Mayo's randomized Phase 2 trial across 11 sites tested low-dose (825 μg) against high-dose (2.5 mg) TPIV200, a multi-epitope folate-receptor-alpha peptide vaccine adjuvanted with GM-CSF, with or without cyclophosphamide pretreatment in early-stage triple-negative breast cancer. The low dose matched the full dose on immunogenicity, cyclophosphamide pretreatment had no impact, and vaccination induced persistent polyepitope immunity. Kathryn Ruddy, Keith Knutson, and Saranya Chumsri presented the data June 1.

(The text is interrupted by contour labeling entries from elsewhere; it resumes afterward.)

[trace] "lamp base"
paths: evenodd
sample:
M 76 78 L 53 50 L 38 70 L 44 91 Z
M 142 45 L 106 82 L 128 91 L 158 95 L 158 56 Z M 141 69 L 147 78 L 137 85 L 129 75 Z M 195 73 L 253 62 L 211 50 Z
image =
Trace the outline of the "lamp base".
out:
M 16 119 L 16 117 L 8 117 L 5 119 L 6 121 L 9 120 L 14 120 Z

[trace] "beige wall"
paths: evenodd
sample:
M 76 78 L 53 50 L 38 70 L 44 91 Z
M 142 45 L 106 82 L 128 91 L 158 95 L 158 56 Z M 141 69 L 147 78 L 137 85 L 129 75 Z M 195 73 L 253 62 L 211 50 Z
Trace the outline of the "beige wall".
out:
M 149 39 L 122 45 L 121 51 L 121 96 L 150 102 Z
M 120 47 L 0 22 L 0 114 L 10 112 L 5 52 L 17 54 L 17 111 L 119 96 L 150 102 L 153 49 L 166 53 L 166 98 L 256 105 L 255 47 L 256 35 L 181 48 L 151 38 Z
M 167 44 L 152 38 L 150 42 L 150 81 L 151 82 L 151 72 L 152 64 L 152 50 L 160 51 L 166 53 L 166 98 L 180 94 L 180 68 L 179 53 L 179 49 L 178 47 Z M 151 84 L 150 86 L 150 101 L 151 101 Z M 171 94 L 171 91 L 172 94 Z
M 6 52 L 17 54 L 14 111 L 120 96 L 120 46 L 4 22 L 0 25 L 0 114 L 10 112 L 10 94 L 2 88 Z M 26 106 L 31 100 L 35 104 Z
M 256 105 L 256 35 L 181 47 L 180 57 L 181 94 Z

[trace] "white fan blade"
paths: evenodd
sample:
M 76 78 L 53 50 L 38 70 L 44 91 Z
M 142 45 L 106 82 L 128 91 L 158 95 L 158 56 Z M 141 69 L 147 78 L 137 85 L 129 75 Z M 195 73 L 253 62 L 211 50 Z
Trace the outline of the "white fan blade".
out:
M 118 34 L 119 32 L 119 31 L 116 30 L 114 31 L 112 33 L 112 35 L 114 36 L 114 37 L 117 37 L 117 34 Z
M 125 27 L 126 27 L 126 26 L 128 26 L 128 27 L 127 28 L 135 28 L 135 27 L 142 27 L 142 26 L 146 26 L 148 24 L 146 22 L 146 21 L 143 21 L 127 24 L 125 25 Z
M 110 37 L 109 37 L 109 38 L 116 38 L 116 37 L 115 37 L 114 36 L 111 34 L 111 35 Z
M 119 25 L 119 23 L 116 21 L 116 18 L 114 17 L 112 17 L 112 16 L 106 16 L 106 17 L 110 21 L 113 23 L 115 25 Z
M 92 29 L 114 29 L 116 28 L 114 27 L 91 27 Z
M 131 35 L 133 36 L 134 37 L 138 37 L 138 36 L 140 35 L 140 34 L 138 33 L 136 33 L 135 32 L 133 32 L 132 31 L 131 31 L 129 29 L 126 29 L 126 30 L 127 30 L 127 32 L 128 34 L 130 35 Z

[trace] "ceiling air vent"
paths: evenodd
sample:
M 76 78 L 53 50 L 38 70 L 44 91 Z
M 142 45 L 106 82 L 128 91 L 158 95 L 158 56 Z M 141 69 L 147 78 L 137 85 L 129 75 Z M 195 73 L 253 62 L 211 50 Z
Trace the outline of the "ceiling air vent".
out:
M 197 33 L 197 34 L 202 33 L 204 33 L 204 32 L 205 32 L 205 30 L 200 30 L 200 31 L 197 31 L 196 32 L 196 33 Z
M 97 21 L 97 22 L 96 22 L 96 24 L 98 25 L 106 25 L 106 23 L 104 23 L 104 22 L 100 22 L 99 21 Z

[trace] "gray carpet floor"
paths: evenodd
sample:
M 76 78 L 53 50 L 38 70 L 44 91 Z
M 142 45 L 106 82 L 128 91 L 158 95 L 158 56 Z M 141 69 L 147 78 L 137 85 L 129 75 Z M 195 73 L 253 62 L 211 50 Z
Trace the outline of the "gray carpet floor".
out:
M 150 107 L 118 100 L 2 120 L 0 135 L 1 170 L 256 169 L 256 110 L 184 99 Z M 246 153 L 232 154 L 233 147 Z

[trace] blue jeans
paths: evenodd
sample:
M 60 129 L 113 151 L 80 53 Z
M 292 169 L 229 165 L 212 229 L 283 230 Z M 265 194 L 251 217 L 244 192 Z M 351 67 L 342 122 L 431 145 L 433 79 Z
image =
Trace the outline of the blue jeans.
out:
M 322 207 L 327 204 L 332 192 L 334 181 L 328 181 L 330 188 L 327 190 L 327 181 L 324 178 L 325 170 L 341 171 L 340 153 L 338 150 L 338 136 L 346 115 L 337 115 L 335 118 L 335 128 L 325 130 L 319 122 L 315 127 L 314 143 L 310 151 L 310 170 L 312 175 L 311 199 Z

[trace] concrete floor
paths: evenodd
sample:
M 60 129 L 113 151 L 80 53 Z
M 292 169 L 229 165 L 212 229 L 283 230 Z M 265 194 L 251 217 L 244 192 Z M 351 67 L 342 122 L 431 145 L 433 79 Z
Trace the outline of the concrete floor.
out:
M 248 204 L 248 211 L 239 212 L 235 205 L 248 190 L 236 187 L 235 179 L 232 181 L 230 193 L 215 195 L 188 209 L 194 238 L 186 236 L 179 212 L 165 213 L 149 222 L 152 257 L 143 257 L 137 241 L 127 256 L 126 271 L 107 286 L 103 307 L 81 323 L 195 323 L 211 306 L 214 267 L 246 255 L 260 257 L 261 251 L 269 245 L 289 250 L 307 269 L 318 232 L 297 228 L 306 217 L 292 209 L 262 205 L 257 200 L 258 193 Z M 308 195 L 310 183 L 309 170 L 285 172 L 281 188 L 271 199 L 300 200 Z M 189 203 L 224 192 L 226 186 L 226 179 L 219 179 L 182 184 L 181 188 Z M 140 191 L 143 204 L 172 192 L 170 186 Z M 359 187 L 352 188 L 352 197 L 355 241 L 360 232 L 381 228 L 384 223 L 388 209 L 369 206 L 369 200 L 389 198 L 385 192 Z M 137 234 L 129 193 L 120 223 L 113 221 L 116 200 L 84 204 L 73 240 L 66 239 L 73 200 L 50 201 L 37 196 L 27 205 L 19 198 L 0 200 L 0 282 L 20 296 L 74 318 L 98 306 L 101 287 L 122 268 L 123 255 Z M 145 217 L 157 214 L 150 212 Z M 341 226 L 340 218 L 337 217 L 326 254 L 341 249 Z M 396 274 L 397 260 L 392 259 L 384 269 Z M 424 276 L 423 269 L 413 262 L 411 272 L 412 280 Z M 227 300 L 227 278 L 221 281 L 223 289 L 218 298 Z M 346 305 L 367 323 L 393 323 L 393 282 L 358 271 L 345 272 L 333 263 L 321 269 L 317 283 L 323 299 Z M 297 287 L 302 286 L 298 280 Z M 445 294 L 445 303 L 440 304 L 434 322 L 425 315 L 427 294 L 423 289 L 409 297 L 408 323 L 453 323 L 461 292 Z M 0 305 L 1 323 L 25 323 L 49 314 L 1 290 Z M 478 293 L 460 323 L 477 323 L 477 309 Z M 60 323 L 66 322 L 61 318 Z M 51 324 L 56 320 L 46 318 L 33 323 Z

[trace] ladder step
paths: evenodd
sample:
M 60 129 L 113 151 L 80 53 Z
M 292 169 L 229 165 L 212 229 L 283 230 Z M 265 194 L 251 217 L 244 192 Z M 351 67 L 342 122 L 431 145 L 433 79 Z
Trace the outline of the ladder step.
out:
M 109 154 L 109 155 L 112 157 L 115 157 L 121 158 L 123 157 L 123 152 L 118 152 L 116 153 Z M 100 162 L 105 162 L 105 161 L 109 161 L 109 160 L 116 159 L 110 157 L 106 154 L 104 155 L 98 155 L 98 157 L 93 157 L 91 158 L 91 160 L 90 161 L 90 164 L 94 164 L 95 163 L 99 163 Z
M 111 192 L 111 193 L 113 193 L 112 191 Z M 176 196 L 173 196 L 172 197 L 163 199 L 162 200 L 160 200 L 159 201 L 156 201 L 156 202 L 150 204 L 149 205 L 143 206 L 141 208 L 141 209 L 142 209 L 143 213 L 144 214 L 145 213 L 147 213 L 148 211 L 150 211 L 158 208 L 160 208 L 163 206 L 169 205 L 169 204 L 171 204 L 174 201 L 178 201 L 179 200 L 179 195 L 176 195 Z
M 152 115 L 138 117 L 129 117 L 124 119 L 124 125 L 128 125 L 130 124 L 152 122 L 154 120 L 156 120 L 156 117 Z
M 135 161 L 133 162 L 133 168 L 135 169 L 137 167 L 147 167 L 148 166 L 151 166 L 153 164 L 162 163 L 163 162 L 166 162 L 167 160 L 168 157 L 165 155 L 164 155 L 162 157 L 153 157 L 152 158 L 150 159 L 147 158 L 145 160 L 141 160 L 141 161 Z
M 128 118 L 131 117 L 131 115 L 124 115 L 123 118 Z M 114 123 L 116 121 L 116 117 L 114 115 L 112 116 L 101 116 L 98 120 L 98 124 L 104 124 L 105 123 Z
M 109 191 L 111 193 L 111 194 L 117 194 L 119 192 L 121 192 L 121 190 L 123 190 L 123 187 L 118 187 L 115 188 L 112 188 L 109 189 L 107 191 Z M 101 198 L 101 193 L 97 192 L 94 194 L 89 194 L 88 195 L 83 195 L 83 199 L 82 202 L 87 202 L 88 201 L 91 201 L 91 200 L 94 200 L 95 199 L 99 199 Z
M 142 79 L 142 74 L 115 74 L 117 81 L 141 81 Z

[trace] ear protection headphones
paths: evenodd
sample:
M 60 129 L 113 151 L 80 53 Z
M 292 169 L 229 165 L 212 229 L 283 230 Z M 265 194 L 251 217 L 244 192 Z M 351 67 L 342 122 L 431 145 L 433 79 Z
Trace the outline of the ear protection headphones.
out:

Mayo Clinic researchers led by Dr. Kathryn Ruddy will present a randomized Phase 2 trial of the folate receptor alpha (FRα) peptide vaccine TPIV200 in early-stage triple-negative breast cancer at ASCO 2026 (Abstract 536, June 1, 1:30-4:30 PM CDT). The trial dosed 80 patients with vaccine; 58 were evaluable for immunogenicity. The TPIV200 multi-epitope FRα peptide vaccine was found safe and immunogenic using a single low-dose injection without cyclophosphamide priming. FRα is overexpressed on the cell surface in breast, ovarian, and lung cancers, making it a shared-antigen vaccine target distinct from personalized neoantigen approaches. The data supports combining TPIV200 with an immune checkpoint inhibitor to extend recurrence-free or progression-free survival in TNBC — the breast cancer subtype with the highest mortality risk and fewest targeted-therapy options. The vaccine adds to the peptide cancer vaccine cohort (BioVaxys MVP-S, Dana-Farber NeoVax, Greenwich GP2) at ASCO 2026.
Mikhail Kolonin's group at UTHealth Houston published preclinical data showing BLMP6, a peptide identified through AI-guided modeling, selectively binds fibulin-4 — a protein highly expressed on metastatic triple-negative breast cancer cells — and not on noninvasive breast cancer or normal breast tissue. A BLMP6 conjugate carrying monomethyl auristatin E suppressed metastasis and improved survival in mouse models, and BLMP6-based fluorescent imaging probes successfully detected metastatic lesions. The paper, published in Molecular Therapy Oncology, identifies fibulin-4 as a new theranostic target.